We combine multiple features to gain deeper insights. The following cell examines how average Likes evolve over time by platform.

In [None]:
# Example cross-feature analysis: average Likes over time for each platform
if 'Platform' in df.columns and 'date' in df.columns:
    pivot_df = df.pivot_table(index='date', columns='Platform', values='Likes', aggfunc='mean')
    plt.figure(figsize=(12,6))
    pivot_df.plot()
    plt.title('Average Likes Over Time by Platform')
    plt.xlabel('Date')
    plt.ylabel('Average Likes')
    plt.xticks(rotation=45)
    plt.legend(title='Platform')
    plt.show()
else:
    print('Required columns for cross-feature analysis not found.')

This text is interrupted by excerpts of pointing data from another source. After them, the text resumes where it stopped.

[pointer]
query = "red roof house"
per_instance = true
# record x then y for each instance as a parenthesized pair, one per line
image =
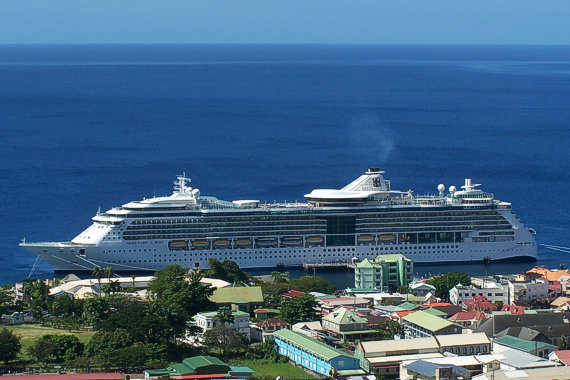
(293, 293)
(467, 318)
(480, 303)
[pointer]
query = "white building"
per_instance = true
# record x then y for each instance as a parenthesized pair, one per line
(493, 291)
(207, 321)
(507, 293)
(527, 291)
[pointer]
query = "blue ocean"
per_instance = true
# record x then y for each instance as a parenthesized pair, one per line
(89, 127)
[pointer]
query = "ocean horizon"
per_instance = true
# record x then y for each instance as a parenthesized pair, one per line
(89, 126)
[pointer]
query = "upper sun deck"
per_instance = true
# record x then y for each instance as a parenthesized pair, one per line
(369, 190)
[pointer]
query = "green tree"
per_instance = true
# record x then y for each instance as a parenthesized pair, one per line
(279, 277)
(225, 315)
(387, 329)
(56, 349)
(272, 291)
(109, 272)
(312, 284)
(225, 339)
(149, 327)
(108, 341)
(6, 298)
(299, 309)
(445, 282)
(112, 287)
(95, 310)
(98, 273)
(10, 345)
(176, 296)
(36, 295)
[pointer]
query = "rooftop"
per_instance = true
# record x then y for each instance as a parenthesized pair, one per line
(519, 344)
(427, 321)
(386, 347)
(315, 347)
(342, 316)
(239, 294)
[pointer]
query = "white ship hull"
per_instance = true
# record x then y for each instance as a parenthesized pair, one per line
(363, 220)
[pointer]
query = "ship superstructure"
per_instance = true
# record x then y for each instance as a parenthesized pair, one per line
(366, 218)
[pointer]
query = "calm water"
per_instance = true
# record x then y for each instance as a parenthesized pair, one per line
(84, 127)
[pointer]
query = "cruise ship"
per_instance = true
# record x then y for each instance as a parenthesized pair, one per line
(366, 218)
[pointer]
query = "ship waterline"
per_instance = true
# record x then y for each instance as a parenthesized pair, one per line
(363, 219)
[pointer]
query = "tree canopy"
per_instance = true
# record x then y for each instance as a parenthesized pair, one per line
(56, 349)
(447, 281)
(226, 339)
(299, 309)
(10, 345)
(176, 296)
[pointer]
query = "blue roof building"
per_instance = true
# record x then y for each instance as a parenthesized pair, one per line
(314, 355)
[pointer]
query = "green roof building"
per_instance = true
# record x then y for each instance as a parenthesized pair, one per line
(244, 298)
(346, 324)
(201, 367)
(422, 324)
(384, 273)
(531, 347)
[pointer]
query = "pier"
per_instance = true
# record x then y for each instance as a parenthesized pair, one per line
(325, 265)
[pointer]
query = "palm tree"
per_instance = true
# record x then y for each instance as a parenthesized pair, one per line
(98, 272)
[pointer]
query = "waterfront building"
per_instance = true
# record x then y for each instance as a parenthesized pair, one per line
(468, 318)
(310, 329)
(527, 291)
(492, 291)
(314, 355)
(422, 325)
(550, 324)
(425, 370)
(346, 324)
(329, 304)
(537, 348)
(548, 373)
(383, 357)
(480, 303)
(560, 356)
(244, 298)
(207, 321)
(384, 273)
(421, 288)
(474, 363)
(263, 330)
(201, 367)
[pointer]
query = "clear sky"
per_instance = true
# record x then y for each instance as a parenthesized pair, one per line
(286, 21)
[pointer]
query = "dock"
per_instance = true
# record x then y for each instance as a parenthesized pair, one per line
(325, 265)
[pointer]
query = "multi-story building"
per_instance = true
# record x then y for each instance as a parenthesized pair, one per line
(493, 291)
(385, 272)
(421, 324)
(207, 321)
(346, 325)
(314, 355)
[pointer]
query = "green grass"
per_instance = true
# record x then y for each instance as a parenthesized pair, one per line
(31, 333)
(267, 369)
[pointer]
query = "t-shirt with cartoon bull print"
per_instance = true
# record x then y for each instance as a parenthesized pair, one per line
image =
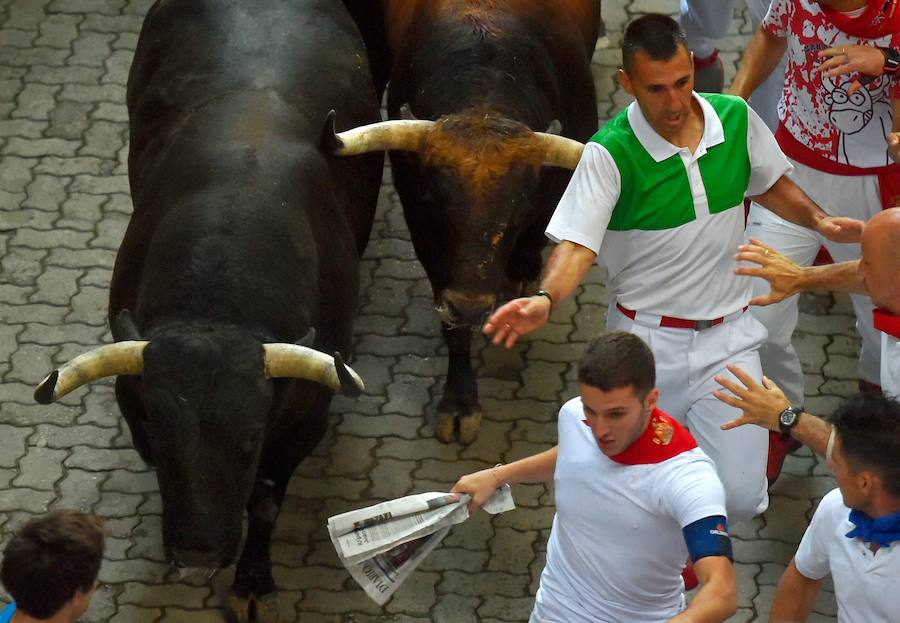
(816, 110)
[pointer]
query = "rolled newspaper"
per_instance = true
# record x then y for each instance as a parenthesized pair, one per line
(381, 545)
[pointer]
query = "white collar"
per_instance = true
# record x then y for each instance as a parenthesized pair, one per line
(659, 148)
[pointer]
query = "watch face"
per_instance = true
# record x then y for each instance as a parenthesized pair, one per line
(788, 416)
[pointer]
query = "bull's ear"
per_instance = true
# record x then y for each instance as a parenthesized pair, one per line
(308, 340)
(328, 140)
(407, 113)
(123, 327)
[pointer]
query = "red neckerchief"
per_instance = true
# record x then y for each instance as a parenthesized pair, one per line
(661, 440)
(886, 322)
(880, 18)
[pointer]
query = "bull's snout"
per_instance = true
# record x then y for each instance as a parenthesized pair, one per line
(461, 308)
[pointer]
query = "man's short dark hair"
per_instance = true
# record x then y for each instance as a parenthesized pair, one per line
(618, 359)
(50, 558)
(657, 36)
(868, 425)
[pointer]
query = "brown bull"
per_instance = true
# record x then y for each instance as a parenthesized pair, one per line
(477, 176)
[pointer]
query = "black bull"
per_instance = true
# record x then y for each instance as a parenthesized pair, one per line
(491, 74)
(245, 238)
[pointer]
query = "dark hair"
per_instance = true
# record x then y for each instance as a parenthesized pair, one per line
(50, 558)
(618, 359)
(869, 427)
(657, 36)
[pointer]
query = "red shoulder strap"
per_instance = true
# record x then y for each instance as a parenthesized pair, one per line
(661, 440)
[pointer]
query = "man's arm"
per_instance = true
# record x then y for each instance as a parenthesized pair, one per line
(480, 485)
(565, 270)
(794, 597)
(893, 138)
(760, 57)
(788, 201)
(787, 278)
(762, 404)
(717, 597)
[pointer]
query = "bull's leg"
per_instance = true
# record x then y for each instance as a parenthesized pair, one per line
(133, 411)
(252, 598)
(459, 414)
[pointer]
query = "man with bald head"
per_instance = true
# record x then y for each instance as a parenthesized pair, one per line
(855, 532)
(876, 273)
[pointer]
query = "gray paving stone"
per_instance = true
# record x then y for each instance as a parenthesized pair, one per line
(40, 468)
(25, 128)
(12, 444)
(69, 120)
(58, 31)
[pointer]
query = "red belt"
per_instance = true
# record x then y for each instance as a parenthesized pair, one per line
(679, 323)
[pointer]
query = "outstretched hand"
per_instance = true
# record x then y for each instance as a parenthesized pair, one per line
(516, 318)
(480, 485)
(863, 59)
(761, 403)
(782, 274)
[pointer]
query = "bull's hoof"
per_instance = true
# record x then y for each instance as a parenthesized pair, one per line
(469, 427)
(451, 427)
(445, 427)
(252, 609)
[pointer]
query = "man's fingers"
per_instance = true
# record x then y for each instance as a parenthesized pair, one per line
(749, 271)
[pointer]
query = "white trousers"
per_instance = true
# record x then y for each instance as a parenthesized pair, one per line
(707, 21)
(686, 362)
(855, 196)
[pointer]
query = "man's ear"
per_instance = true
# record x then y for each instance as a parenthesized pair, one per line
(625, 81)
(652, 399)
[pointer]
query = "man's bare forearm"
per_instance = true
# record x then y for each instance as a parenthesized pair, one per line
(536, 468)
(565, 270)
(760, 58)
(840, 277)
(813, 432)
(717, 598)
(788, 201)
(794, 597)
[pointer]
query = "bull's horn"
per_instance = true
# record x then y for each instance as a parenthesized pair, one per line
(559, 151)
(299, 362)
(403, 135)
(119, 358)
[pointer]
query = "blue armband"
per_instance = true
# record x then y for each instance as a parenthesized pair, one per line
(708, 537)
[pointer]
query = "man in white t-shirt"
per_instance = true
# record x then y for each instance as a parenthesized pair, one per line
(634, 497)
(855, 533)
(657, 201)
(705, 22)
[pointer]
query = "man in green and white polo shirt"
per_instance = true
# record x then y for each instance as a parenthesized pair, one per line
(657, 201)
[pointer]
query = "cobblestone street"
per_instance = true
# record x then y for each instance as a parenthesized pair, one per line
(65, 205)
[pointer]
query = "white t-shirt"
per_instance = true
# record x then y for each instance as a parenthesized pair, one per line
(817, 110)
(616, 550)
(866, 585)
(890, 365)
(687, 271)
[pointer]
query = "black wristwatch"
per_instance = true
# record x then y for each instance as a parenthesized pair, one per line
(788, 418)
(547, 294)
(891, 61)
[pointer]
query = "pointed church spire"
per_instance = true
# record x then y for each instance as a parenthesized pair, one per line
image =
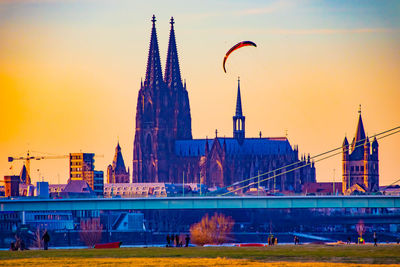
(172, 71)
(239, 101)
(153, 72)
(360, 133)
(239, 119)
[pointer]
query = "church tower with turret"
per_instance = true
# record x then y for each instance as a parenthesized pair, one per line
(239, 119)
(360, 165)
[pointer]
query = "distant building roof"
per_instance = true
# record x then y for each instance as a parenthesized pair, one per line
(78, 186)
(250, 146)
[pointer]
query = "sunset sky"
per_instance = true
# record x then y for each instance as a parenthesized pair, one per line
(70, 73)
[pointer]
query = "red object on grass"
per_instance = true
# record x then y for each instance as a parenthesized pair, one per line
(108, 245)
(252, 245)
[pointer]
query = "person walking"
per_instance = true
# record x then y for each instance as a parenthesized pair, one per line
(46, 239)
(187, 240)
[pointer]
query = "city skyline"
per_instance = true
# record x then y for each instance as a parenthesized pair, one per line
(92, 88)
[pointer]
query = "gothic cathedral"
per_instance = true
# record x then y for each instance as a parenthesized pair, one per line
(164, 150)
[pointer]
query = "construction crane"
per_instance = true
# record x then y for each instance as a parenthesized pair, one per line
(28, 162)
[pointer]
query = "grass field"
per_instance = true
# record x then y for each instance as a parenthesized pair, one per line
(281, 255)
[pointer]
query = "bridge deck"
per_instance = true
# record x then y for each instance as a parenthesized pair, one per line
(281, 202)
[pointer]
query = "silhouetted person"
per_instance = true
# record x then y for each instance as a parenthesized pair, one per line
(46, 240)
(168, 240)
(187, 240)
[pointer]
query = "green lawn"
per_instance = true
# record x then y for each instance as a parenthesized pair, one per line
(383, 254)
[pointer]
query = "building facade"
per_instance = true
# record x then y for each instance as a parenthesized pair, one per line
(360, 163)
(165, 152)
(81, 166)
(116, 173)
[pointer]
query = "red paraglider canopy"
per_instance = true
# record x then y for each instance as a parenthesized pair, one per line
(237, 46)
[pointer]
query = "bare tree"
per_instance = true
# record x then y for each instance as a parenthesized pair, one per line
(212, 230)
(90, 231)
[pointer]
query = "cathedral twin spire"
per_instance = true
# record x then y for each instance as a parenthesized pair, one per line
(154, 75)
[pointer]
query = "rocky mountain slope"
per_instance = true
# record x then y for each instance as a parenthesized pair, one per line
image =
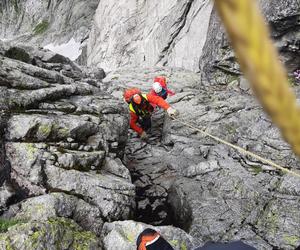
(208, 189)
(71, 173)
(63, 138)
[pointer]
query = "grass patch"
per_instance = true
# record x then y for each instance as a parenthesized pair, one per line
(5, 224)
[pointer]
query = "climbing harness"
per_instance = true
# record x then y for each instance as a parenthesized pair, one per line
(144, 109)
(241, 150)
(250, 38)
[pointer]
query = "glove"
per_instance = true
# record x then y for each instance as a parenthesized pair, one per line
(172, 112)
(144, 136)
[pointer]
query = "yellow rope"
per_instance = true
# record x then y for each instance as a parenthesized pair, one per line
(260, 63)
(243, 151)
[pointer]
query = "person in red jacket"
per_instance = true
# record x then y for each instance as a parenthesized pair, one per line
(159, 87)
(141, 108)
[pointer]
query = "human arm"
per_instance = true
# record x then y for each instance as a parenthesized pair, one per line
(133, 123)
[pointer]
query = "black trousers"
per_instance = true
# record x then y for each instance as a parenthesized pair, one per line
(145, 123)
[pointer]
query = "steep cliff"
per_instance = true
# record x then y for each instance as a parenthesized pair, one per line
(48, 22)
(148, 33)
(183, 34)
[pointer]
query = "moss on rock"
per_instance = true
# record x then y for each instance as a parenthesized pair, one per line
(18, 54)
(41, 27)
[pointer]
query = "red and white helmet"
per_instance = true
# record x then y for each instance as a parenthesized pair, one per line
(157, 87)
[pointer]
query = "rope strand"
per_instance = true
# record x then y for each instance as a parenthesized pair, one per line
(250, 38)
(241, 150)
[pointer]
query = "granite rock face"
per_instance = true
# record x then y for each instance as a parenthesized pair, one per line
(148, 33)
(218, 64)
(62, 134)
(212, 191)
(185, 34)
(42, 22)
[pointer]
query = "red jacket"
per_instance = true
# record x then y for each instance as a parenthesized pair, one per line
(153, 100)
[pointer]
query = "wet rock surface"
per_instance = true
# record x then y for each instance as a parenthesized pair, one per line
(62, 139)
(210, 190)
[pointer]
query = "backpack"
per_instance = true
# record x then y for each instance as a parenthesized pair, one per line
(161, 80)
(129, 93)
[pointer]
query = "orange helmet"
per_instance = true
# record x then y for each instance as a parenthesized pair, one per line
(137, 99)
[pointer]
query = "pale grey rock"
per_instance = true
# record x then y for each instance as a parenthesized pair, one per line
(57, 132)
(224, 195)
(113, 196)
(45, 207)
(41, 22)
(148, 33)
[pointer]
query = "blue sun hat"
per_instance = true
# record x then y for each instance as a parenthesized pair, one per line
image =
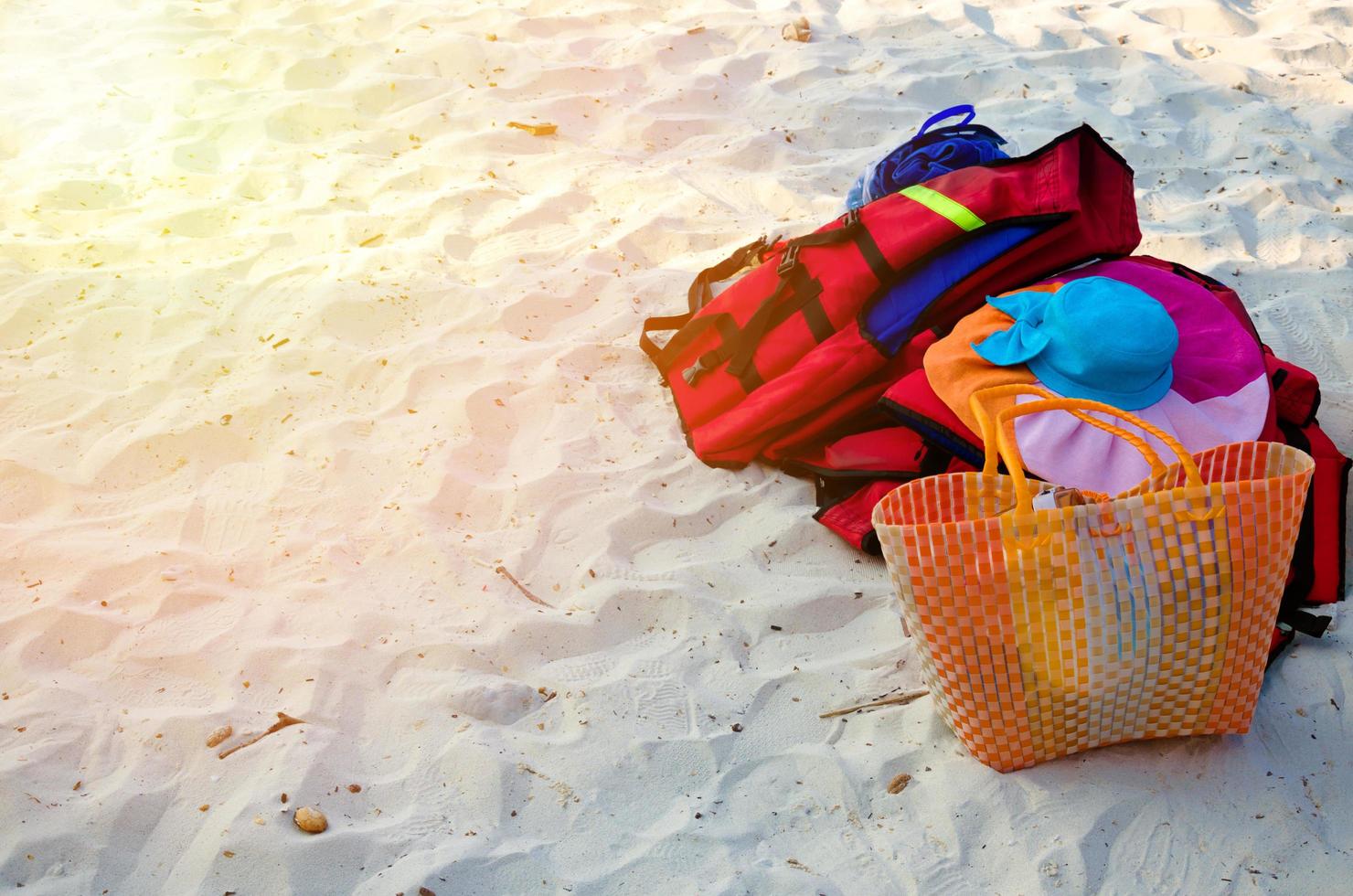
(1096, 337)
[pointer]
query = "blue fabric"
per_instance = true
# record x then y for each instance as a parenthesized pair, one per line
(890, 318)
(1095, 337)
(924, 157)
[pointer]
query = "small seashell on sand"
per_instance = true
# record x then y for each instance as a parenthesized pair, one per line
(797, 30)
(310, 819)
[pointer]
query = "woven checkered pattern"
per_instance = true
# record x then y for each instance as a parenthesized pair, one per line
(1146, 614)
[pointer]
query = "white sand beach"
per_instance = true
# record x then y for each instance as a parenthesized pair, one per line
(299, 343)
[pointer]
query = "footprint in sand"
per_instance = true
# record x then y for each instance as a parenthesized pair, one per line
(1195, 49)
(229, 509)
(665, 708)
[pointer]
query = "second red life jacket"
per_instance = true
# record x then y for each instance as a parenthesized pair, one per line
(803, 330)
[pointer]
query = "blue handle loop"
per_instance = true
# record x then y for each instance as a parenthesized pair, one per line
(964, 109)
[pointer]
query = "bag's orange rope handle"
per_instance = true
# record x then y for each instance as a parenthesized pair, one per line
(977, 402)
(1009, 451)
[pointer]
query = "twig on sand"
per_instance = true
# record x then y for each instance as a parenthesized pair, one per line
(283, 721)
(502, 570)
(901, 700)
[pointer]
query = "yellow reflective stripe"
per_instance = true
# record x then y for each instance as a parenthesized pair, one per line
(942, 205)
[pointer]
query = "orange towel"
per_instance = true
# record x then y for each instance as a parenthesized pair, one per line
(955, 371)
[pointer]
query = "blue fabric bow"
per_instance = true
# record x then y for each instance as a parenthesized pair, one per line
(1022, 340)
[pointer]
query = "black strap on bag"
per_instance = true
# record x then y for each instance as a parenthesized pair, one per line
(697, 296)
(738, 346)
(1303, 557)
(806, 293)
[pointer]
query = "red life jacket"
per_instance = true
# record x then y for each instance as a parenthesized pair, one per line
(760, 366)
(1316, 571)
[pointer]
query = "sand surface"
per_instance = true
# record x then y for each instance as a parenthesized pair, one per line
(299, 343)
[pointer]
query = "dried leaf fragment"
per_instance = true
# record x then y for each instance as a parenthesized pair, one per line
(535, 130)
(310, 819)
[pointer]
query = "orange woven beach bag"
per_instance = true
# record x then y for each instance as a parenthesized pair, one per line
(1045, 631)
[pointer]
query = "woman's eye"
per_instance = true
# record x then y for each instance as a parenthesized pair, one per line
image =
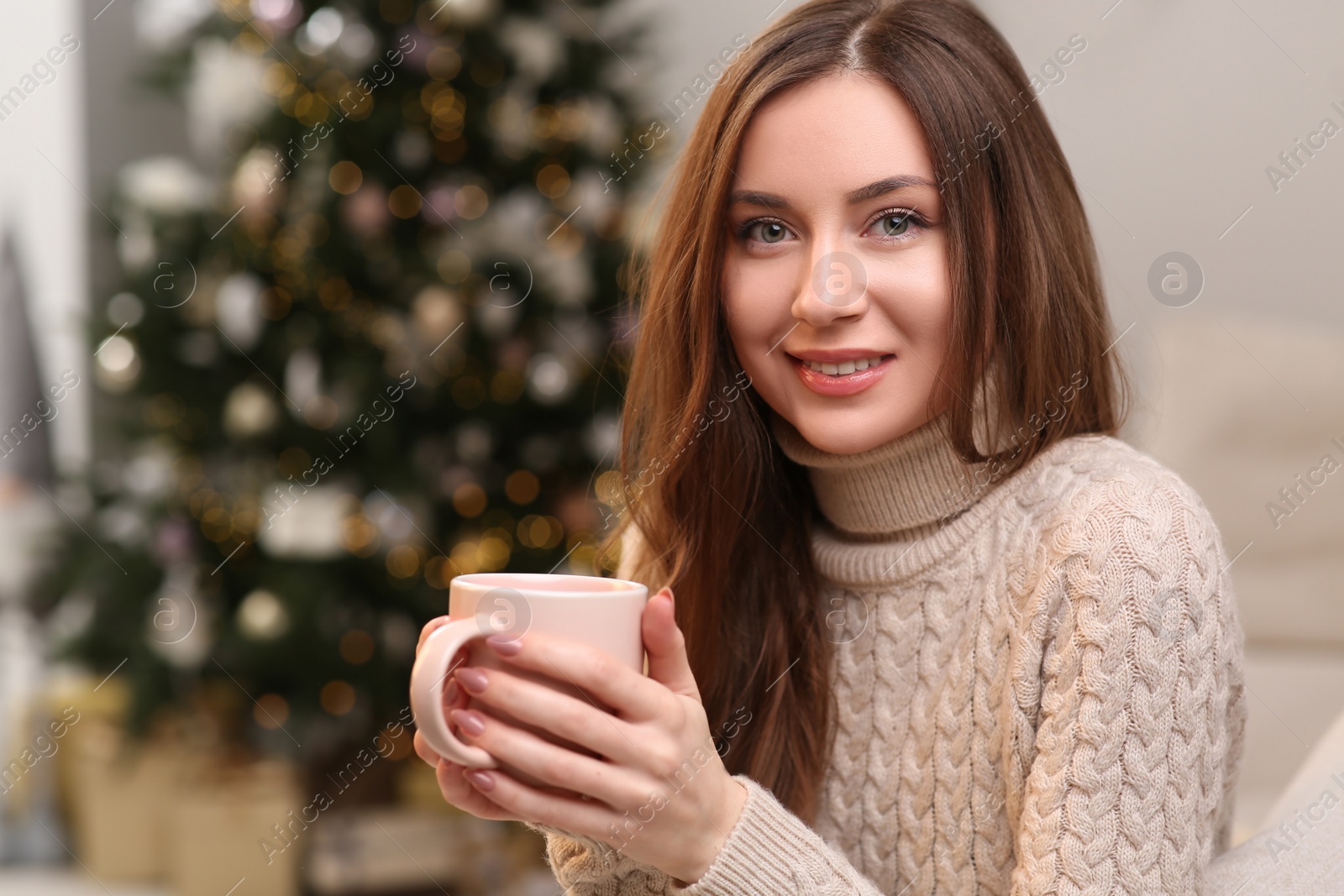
(894, 224)
(766, 231)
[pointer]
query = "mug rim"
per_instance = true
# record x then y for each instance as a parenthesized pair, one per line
(490, 580)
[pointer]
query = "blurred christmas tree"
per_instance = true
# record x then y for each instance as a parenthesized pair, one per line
(356, 358)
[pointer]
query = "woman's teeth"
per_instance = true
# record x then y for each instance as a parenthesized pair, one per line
(844, 367)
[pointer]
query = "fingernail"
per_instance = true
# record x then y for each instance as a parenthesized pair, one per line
(507, 647)
(474, 680)
(468, 720)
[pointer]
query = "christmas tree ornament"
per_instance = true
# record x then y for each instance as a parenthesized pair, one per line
(249, 411)
(262, 616)
(394, 268)
(239, 309)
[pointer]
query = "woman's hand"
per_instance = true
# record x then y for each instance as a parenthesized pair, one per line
(658, 790)
(450, 782)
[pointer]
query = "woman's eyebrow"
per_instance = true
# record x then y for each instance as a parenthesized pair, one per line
(871, 191)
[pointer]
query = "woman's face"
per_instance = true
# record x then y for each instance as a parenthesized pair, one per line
(837, 259)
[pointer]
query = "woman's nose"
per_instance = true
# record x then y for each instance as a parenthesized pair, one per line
(835, 286)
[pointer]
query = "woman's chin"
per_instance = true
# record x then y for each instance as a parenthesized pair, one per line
(850, 432)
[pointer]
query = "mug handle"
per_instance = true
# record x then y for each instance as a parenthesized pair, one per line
(428, 678)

## Predictive Modeling (Optional)

Below is an example of building a simple linear regression model to predict user engagement (Likes) based on features such as **Sentiment** and **Platform**.

In [None]:
# Import modeling libraries
from sklearn.model_selection import train_test_split
from sklearn.linear_model import LinearRegression
from sklearn.metrics import mean_squared_error

# Prepare features for prediction
features = []
if 'Sentiment' in df.columns:
    # Encode Sentiment to numeric
    df['Sentiment_encoded'] = df['Sentiment'].astype('category').cat.codes
    features.append('Sentiment_encoded')
if 'Platform' in df.columns:
    df['Platform_encoded'] = df['Platform'].astype('category').cat.codes
    features.append('Platform_encoded')

# Ensure we have a target and features
if 'Likes' in df.columns and features:
    X = df[features].fillna(0)
    y = df['Likes'].fillna(0)

    # Split data into training and test sets
    X_train, X_test, y_train, y_test = train_test_split(X, y, test_size=0.2, random_state=42)
    
    # Create and train the linear regression model
    model = LinearRegression()
    model.fit(X_train, y_train)

    # Make predictions and evaluate the model
    y_pred = model.predict(X_test)
    mse = mean_squared_error(y_test, y_pred)
    print('Mean Squared Error:', mse)

    # Visualize predicted vs. actual Likes
    plt.figure(figsize=(8,6))
    plt.scatter(y_test, y_pred, alpha=0.5)
    plt.title('Predicted vs Actual Likes')
    plt.xlabel('Actual Likes')
    plt.ylabel('Predicted Likes')
    plt.show()
else:
    print('Required columns for predictive modeling not found.')


## Conclusion

In this notebook, we explored the social media sentiment dataset and uncovered insights related to sentiment, temporal trends, user engagement, platform specifics, hashtag trends, and geographical variations.

### Future Work
- Enhance predictive models with additional features (e.g., hashtag counts, more granular time features).
- Perform deeper analysis into regional sentiment trends and seasonal variations.
- Explore more advanced sentiment analysis techniques and natural language processing approaches.